No.2  is the Bathing Suit.  One day a good many years ago, as I was vacuuming,  I found a small bathing suit on the floor of my bedroom,  of the kind worn by Barbie dolls.  I immediately assumed (wouldn't you?) that the suit belonged to of my girls' old Barbie dolls and since Erika was the only one living at home at the time, I handed it over to her.  She denied ownership.  Well, it sure wasn't mine, so I insisted.  Before long, I found the thing under my pillow.  I retaliated by sticking it into her makeup box.  Not long after,  there is was, tucked into the top of the cereal box.  So I stuffed it into one of her shoes.  War!!   Over the years, things got more sophisticated. (As, sadly, the little suit became more faded and stretched and forlorn.) Once I sent it to a friend who lived in Kenya and she mailed it to Erika in Southern California.  I didn't see the letter but  have always hoped there were a lot of exotic African stamps and foreign signs plastered on the envelope.  One Christmas which we all spent in Cabo San Lucas during Erika's stained glass period, I received the bathing suit nicely framed under glass.  Sometimes a long period of time would pass and the bathing suit would be forgotten, only to turn up out of the blue in some unexpected place.  And then it disappeared!  Erika denied knowledge of it's whereabouts and I had no idea what had happened to it.

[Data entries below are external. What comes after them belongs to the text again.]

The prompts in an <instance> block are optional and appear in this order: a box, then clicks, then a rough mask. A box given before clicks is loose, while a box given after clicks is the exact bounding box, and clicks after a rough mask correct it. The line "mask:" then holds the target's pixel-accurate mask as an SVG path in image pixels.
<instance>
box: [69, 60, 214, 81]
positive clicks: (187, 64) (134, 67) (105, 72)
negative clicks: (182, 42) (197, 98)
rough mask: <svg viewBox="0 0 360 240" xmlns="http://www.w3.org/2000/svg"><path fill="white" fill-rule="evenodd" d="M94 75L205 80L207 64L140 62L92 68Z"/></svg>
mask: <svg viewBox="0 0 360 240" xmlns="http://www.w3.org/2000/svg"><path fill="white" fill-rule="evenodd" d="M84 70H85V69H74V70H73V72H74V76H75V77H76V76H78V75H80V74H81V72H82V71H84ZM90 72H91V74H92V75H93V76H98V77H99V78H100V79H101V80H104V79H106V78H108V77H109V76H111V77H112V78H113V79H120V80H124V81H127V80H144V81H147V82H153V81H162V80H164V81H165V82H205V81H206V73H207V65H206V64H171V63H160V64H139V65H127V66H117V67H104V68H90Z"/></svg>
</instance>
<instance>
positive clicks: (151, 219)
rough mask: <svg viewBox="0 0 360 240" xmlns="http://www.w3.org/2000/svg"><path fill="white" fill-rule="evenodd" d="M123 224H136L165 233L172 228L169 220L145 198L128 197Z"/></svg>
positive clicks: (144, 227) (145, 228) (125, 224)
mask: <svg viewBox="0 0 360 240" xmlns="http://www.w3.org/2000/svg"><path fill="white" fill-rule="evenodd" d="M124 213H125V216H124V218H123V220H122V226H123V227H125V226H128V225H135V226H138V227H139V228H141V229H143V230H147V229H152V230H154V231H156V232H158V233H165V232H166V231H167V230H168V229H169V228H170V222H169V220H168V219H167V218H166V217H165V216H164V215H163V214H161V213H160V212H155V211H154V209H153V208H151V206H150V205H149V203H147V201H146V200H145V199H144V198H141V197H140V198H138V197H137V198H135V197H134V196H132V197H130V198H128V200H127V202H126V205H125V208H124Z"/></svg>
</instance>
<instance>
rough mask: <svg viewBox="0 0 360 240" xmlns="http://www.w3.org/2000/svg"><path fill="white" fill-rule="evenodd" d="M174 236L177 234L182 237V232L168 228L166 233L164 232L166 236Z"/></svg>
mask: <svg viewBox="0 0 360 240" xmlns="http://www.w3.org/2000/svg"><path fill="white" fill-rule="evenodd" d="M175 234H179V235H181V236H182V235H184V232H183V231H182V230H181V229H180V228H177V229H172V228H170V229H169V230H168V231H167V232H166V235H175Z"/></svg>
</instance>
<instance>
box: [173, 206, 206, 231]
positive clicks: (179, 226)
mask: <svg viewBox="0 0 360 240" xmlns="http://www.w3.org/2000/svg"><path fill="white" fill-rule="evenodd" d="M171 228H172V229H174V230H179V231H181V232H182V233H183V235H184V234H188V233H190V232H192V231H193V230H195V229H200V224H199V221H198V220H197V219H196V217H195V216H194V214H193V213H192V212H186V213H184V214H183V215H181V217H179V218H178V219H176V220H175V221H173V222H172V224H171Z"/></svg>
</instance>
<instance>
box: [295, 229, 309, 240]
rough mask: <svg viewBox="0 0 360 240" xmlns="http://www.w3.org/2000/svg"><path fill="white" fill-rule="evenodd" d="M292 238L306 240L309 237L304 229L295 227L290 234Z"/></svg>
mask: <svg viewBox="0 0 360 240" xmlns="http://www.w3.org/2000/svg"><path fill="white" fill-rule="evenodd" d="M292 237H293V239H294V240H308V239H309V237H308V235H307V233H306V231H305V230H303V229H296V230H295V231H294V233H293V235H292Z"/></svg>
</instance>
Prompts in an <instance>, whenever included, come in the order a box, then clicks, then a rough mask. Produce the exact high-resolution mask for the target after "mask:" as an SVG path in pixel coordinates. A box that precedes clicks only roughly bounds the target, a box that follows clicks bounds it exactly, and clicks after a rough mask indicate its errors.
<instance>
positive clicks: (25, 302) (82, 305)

I have stopped traveling and it has been several years since I have used any of my luggage, but one day not long ago I got the idea that I should empty out my travel kit, which I always kept packed and ready to go with essential items such as toiletries, cosmetics, a small flashlight, a bottle opener, (most essential thing of all) and so forth.  While fishing around in one of the side pockets, what should I find but a greeting card with the Barbie bathing suit neatly glued to it's inside cover!

Now, I am not a suspicious Mom type, but since my last trip using this luggage was to Seattle and since Erika was in Southern California at the time, I feel justified in thinking there must have been some collusion here.  Of course, sisters support each other and often bond together and all that,  so I am just assuming........Pretty strong evidence, though.  Eh, Watson?

While I was composing this blog, Erika posted a picture of the bathing suit on her Facebook site so you can see what all the fuss it about.  Since it is all now out in the open, I think we have agreed on a truce.  Not that I really trust her.  I would not be surprised to have the Barbie bathing suit turn up under my pillow one of these days.

Tuesday, May 3, 2011

Bad Things Happen

I love murder-mystery novels, especially the beginnings where the plot is developing and all the murders occur,  and you sit up late at night reading because you can't wait to find out who-dun-it.

Later, when the author is trying to untangle the mess he or she had so much fun getting into, things sometimes get a little heavy.  I often wonder, do writers have the solution worked out before they start the novel, or do they just wait to see what happens and hope for the best?  So many loose ends to tie up and things to explain!  I have read books where I am sure the author was hoping the reader wouldn't notice all the disparities and unraveled clues lying about. You sometimes get the feeling that he (or she)  got so entangled that they just said, "Oh, to hell with it! Let's finish it up."

In the case of this book, the  writer has tied up the twists in the plot quite nicely.  There is a plethora of bodies (I think I counted seven) but most of the violence takes place off-stage and none of it is graphic. Ditto for the sex.  In fact, it is quite an old-fashioned book in this sense and being an old-fashioned kind of gal I found that refreshing.  It isn't stodgy, though, and the dialogue is believable and and crisp. The main character is an interesting and very different kind of "hero" and part of the fun is trying to figure out who, or what, he really is.  The detectives are smart and likable, as are some of the villains.

If you like intelligent crime thrillers, I can recommend this book.  Maybe four stars.